1948 Roger e Colett Venderly definirono il valore C come la quantità in picogrammi di DNA contenuta
nel nucleo di una cellula aploide di un determinato organismo.
Si misero a pesare il DNA delle cellule di vari organismi, quindi proprio la massa del DNA, in picogrammi, di
una cellula aploide di vari organismi; a questa quantità fu dato il numero di “VALORE C”, e inizialmente non
ci si spiegava il motivo di questo valore, di come per esempio un protozoo potesse avere così tanta
differenza di materiale genetico a seconda dell’organismo che si prendeva in considerazione, oppure come
questo valore poteva essere più elevato nelle piante che magari hanno la stessa quantità di materiale
dell’uomo oppure possono avere molti ordini di grandezza di materiale genetico, (perciò si parlò di
paradosso!), anche se successivamente il tutto è stato abbondantemente spiegato.
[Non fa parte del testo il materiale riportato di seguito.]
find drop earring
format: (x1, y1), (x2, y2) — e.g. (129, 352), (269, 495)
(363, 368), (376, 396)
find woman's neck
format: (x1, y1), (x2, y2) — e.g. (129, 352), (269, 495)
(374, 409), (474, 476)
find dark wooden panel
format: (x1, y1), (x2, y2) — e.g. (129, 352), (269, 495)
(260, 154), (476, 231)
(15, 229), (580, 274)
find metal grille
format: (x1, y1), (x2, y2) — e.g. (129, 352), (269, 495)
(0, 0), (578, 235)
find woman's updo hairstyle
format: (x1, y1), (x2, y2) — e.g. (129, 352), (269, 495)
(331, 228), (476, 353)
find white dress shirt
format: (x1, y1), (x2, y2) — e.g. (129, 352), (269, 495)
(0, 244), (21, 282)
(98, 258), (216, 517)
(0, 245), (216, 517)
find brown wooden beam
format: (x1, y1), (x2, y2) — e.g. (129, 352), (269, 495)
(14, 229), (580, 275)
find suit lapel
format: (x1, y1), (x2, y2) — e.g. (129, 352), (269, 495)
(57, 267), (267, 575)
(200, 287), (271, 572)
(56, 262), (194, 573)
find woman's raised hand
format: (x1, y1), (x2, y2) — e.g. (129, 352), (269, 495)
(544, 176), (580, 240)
Queste scoperte sono state fatte prima della delucidazione della struttura molecolare del DNA o della sua
funzione di codifica genetica, quindi è comprensibile che le differenze enormi nel contenuto del DNA
fossero difficili da interpretare.
Questa correlazione è di tipo inversamente proporzionale: gli organismi meno complessi hanno una più alta
densità genica.
È bene sottolineare come complessità non voglia affatto dire che un organismo è più o meno evoluto di un
altro: ad esempio E. coli è assolutamente e perfettamente evoluto per adattarsi al suo ambiente e alle sue
necessità, anche se potremmo definirlo decisamente meno complesso di un essere pluricellulare quale
l’uomo.
Quello che aumenta quindi non sono per forza il numero di cromosomi, geni o basi, ma il genoma non
codificante, che avrà sicuramente altre importanti funzioni.
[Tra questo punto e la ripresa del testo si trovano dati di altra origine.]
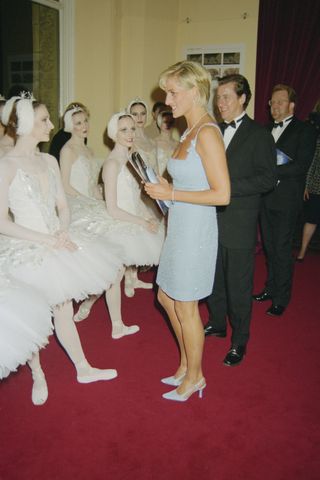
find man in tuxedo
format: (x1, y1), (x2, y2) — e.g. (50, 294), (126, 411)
(204, 74), (276, 366)
(253, 84), (317, 315)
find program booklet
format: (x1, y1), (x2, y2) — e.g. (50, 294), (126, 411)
(129, 151), (170, 216)
(276, 149), (293, 166)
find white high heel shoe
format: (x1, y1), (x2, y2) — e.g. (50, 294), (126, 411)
(161, 372), (186, 386)
(162, 378), (206, 402)
(31, 368), (48, 406)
La densità genica negli eucarioti è considerevolmente più bassa e più variabile rispetto a quella dei
procarioti.
Esistono 2 fattori che contribuiscono alla diminuzione della densità genica nelle cellule eucariotiche:
+ Introni
+ Sequenze regolatrici
+ Geni mutati, frammenti di geni e pseudo geni
Nel 1960 Britten e Kohne fecero un ulteriore esperimento, provarono a rinaturare il DNA.
Osservarono che il DNA non rinaturava tutto contemporaneamente: c’erano delle porzioni che
rinaturavano più facilmente, altre porzioni che rinaturavano invece più difficilmente.
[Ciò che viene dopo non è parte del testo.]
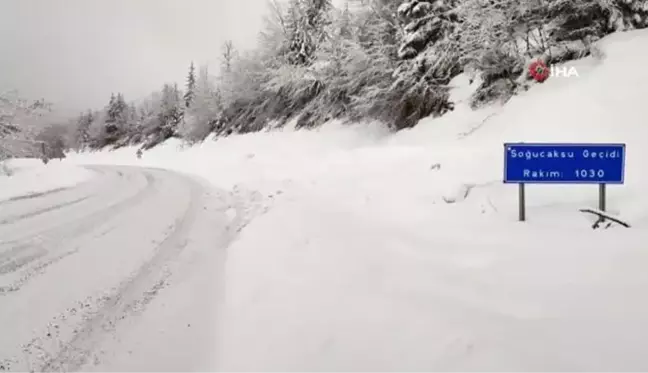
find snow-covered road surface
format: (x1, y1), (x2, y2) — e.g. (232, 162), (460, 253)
(0, 165), (232, 372)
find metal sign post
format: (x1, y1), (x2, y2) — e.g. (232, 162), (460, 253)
(519, 183), (526, 222)
(503, 143), (625, 221)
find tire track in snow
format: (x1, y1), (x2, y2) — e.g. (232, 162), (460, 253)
(0, 195), (90, 226)
(0, 249), (79, 294)
(0, 186), (76, 205)
(0, 169), (160, 294)
(35, 175), (205, 372)
(0, 167), (154, 246)
(0, 169), (157, 246)
(0, 165), (108, 207)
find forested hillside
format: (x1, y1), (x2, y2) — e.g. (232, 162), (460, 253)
(56, 0), (648, 151)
All’inizio gli scienziati non si riuscivano a spiegarsi questo comportamento, ma si stabili che questo era
dovuto al fatto che all’interno del nostro DNA abbiamo tante sequenze ripetute e se ci sono più sequenze
ripetute è più facile che io trovo il mio complementare con una velocita di rinaturazione più alta.
Poi grazie ai sequenziamenti dei genomi, la prima bozza del sequenziamento del genoma umano risale al
2003 adesso più o meno si conoscono quasi tutte le regioni, si è visto che all’interno del DNA sono presenti:
Ripetizioni tandem: sono delle sequenze che si ripetono identiche o quasi e si distinguono in:
DNA satellite: che sono sequenze che vanno dalle 50 alle 100 kilobasi che si ripetono, e si
ripetono poche volte,
DNA minisatellite: che sono regioni di qualche kilobase
DNA microsatellite: sequenze molto corte che si ripete centinaia di volte
Ripetizioni disperse:
dovuti a trasposomi e sono sequenze che sono state trasposte da un punto all’altro del DNA e
quindi le troviamo ripetute, i trasposoni più frequenti nel DNA sono i “SINE” e i “LINE”.
Duplicazioni di segmenti
Copie inattive di geni retrotrasportati, pseudogeni.
È una variante genetica che deve essere presente almeno nell’1% della popolazione, è una variante che si
traduce in una variabile fenotipica.
Un farmaco può essere efficace in un paziente anziché in un altro, soprattutto nei chemioterapici, perché
magari si ha un polimorfismo in un gene correlato alla funzione di quel farmaco.